Dia mengatakan telah melakukan evaluasi bersama Direktur Jenderal Otonomi Daerah (Otda) Djohermansyah Djohan, Jumat, untuk mengetahui kondisi dan situasi selama pelaksanaan pemilu tersebut berlangsung pada Rabu (9/4) lalu.

"Saya juga sudah melakukan evaluasi dengan Dirjen Otda tadi. Beliau yang menyaksikan langsung proses di sana.
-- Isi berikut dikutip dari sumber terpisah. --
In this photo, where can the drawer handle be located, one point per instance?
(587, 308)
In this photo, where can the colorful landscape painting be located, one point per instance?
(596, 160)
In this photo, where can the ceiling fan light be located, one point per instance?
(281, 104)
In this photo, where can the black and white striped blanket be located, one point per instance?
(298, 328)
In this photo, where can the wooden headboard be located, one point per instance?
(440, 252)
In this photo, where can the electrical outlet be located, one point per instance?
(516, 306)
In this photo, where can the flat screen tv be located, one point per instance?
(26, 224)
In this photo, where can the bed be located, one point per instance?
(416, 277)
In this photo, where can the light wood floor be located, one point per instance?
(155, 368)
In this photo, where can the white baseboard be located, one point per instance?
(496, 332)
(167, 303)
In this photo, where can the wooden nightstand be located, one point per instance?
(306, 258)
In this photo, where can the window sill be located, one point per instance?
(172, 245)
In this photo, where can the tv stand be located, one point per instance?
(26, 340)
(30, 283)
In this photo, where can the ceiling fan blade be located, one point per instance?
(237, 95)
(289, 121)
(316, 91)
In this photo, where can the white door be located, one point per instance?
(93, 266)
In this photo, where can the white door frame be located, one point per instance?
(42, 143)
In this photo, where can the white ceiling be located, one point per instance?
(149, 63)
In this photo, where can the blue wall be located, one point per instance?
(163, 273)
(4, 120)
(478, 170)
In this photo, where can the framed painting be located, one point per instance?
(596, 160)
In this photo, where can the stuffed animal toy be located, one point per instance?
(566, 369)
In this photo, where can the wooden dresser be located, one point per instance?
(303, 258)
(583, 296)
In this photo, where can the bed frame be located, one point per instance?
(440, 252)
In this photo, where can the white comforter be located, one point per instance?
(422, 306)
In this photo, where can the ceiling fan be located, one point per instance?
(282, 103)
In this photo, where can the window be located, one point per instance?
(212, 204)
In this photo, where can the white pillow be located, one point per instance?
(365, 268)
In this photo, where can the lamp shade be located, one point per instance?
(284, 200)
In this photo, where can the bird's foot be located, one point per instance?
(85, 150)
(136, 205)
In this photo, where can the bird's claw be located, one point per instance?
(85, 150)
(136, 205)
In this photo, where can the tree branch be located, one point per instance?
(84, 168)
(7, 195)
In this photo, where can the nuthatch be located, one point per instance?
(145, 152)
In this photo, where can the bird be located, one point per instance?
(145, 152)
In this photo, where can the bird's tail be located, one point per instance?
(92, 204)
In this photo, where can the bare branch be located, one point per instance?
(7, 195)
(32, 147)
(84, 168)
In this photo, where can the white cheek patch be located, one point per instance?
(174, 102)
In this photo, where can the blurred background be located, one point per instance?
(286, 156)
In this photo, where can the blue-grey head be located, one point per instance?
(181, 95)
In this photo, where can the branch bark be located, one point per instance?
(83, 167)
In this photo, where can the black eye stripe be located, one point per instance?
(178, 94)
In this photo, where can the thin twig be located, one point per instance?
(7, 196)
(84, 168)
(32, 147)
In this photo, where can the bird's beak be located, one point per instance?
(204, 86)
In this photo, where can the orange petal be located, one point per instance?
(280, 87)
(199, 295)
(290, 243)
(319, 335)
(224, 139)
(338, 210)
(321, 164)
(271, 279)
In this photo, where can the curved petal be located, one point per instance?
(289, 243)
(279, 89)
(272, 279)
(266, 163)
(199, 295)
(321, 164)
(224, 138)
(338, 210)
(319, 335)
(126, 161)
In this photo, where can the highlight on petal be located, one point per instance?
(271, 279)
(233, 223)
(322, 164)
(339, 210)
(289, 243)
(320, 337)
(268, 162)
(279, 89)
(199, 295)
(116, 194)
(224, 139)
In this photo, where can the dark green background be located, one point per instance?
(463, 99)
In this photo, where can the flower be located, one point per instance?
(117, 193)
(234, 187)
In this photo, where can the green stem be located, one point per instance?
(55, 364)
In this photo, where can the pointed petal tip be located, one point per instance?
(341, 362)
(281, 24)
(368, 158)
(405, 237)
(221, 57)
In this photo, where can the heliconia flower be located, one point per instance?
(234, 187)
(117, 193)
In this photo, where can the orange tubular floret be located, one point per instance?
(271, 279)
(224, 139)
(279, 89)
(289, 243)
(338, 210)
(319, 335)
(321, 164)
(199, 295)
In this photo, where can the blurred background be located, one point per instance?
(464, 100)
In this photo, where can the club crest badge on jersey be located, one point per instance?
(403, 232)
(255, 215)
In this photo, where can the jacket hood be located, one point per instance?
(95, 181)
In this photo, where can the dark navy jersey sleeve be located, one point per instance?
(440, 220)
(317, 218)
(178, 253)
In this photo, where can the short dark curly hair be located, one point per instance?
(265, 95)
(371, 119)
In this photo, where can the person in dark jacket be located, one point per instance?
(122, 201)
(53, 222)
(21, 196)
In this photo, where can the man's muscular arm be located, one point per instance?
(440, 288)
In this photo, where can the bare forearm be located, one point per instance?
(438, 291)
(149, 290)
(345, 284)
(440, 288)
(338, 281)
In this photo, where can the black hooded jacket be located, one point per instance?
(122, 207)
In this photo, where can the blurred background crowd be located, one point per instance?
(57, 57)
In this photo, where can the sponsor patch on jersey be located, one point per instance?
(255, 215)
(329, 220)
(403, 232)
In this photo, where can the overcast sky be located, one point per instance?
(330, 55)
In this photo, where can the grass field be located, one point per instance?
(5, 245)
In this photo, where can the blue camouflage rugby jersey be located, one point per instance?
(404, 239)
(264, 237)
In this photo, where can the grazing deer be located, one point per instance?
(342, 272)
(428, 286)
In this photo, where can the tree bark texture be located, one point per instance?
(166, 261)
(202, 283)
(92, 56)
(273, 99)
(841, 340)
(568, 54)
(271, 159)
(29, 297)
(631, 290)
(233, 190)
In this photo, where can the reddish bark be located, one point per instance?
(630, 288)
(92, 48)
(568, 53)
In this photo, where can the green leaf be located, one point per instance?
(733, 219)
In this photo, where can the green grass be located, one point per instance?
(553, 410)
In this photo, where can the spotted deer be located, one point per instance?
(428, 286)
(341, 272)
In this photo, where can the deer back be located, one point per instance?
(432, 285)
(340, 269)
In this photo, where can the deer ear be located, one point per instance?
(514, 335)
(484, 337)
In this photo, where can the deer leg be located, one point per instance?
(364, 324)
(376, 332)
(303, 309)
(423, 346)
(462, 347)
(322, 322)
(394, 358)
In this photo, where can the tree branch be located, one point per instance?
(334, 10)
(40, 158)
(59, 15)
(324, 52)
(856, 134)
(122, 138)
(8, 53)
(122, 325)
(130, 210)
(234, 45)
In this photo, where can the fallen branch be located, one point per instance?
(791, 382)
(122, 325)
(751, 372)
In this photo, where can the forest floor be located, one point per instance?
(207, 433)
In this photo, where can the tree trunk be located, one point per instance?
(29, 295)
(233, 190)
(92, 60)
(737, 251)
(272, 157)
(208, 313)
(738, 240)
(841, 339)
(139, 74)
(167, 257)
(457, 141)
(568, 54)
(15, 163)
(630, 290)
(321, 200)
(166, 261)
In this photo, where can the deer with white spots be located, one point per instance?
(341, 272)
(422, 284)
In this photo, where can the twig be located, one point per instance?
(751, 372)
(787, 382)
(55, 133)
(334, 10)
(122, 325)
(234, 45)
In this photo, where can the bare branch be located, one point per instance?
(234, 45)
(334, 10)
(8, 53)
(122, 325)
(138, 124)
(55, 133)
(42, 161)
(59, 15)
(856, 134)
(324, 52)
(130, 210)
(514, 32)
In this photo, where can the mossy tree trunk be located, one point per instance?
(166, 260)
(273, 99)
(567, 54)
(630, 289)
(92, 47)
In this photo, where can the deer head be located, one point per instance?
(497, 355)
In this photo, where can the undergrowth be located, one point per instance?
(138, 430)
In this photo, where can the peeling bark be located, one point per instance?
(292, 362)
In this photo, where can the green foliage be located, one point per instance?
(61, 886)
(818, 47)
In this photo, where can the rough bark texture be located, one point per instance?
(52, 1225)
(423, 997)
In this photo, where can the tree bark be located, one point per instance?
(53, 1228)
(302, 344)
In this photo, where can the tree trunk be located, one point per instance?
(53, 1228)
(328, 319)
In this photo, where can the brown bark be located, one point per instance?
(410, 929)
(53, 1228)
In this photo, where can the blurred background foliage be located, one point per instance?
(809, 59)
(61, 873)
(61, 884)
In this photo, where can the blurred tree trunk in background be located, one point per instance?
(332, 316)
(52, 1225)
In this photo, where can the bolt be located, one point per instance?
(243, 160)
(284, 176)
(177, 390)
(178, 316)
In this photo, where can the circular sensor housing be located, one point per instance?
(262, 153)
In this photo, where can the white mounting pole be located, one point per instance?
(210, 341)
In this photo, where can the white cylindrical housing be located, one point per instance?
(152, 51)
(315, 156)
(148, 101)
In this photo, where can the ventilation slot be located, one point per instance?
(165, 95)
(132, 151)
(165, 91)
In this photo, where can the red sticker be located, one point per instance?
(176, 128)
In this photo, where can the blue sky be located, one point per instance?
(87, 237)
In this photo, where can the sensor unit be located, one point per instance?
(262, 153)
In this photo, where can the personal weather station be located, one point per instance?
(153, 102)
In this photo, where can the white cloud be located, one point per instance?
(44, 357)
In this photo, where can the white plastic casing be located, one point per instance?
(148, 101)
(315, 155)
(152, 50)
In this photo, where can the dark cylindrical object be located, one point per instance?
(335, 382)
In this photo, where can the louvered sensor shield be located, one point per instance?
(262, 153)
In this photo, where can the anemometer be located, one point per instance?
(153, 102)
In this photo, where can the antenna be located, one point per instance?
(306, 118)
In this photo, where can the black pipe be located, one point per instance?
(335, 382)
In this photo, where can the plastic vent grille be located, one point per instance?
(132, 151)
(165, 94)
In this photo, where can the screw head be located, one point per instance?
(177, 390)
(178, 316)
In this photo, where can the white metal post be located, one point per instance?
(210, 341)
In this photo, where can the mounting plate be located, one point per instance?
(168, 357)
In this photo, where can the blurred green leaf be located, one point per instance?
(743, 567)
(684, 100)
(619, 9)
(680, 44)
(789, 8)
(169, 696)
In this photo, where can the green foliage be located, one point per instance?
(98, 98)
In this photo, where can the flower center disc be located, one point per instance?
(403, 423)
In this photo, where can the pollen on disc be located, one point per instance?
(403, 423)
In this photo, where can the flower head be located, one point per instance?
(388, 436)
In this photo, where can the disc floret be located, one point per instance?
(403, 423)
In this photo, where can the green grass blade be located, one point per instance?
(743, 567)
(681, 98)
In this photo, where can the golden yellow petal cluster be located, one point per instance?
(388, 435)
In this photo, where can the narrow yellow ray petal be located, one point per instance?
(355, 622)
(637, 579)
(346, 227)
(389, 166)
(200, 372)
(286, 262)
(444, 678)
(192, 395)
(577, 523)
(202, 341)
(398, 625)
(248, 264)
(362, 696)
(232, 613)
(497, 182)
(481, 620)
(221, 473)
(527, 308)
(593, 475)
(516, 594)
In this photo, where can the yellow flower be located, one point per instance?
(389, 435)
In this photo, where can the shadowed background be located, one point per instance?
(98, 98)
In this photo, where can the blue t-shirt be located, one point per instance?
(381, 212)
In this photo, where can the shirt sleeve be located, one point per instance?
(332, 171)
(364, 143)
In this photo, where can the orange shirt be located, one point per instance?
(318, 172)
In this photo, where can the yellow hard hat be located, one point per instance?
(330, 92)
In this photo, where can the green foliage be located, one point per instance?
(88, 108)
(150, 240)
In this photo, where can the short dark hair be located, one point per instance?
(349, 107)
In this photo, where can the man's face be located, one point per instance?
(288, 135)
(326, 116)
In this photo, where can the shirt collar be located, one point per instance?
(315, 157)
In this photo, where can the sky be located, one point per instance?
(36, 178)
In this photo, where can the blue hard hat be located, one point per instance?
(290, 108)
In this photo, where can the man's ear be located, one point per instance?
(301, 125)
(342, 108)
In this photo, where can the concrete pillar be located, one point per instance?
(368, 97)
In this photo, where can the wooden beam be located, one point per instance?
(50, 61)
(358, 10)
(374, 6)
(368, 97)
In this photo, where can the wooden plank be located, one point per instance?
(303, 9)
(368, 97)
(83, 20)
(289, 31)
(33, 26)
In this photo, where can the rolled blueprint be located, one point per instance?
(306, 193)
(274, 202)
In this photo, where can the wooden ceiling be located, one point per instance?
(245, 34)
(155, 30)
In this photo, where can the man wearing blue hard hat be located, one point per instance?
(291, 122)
Ini bisa menjadi pelajaran bagi kita," kata dia.

Ketua Komisi Pemilihan Umum (KPU) RI Husni Kamil Manik juga mengatakan hal senada, dengan menilai pelaksanaan pemilu di Lampung beberapa hari lalu merupakan contoh yang dapat dijadikan dasar untuk pelaksanaan pemilu serentak di Indonesia.

"Sampai sekarang laporan yang saya terima bagus dan berjalan baik. Mudah-mudahan masyarakat Lampung bisa mengawal proses ini dengan baik sampai selesai," kata Husni ketika ditemui secara terpisah di gedung KPU Pusat Jakarta.

Husni mengaku hingga saat ini belum ada laporan yang menunjukkan adanya konflik lokal sebagai akibat pelaksanaan pemungutan suara secara serentak.

Oleh karena itu, pelaksanaan pemilu di Lampung tersebut diharapkan dapat menjadi bentuk awal atau standar contoh bagi pelaksanaan pemilu serentak, meskipun serentak itu antara legislatif dan eksekutif lokal.

Namun, kembali menurut Gamawan, perlu ada kajian mengenai mekanisme penyelesaian konflik atau sengketa yang terjadi terhadap pelaksanaan pemilu serentak di tanah air.

"Persoalannya adalah kalau serentak tidak mungkin penyelesaian sengketanya ke Mahkamah Konstitusi. Tidak mungkin MK sanggup menyelesaikan sedikitnya 539 kasus, belum lagi kalau ada daerah pemekaran," ujar Gamawan.

Karena itu, Mendagri mengusulkan penyelesaian sengketa pemilu kepala daerah (pilkada) dilakukan di tingkat pengadilan tinggi di daerah.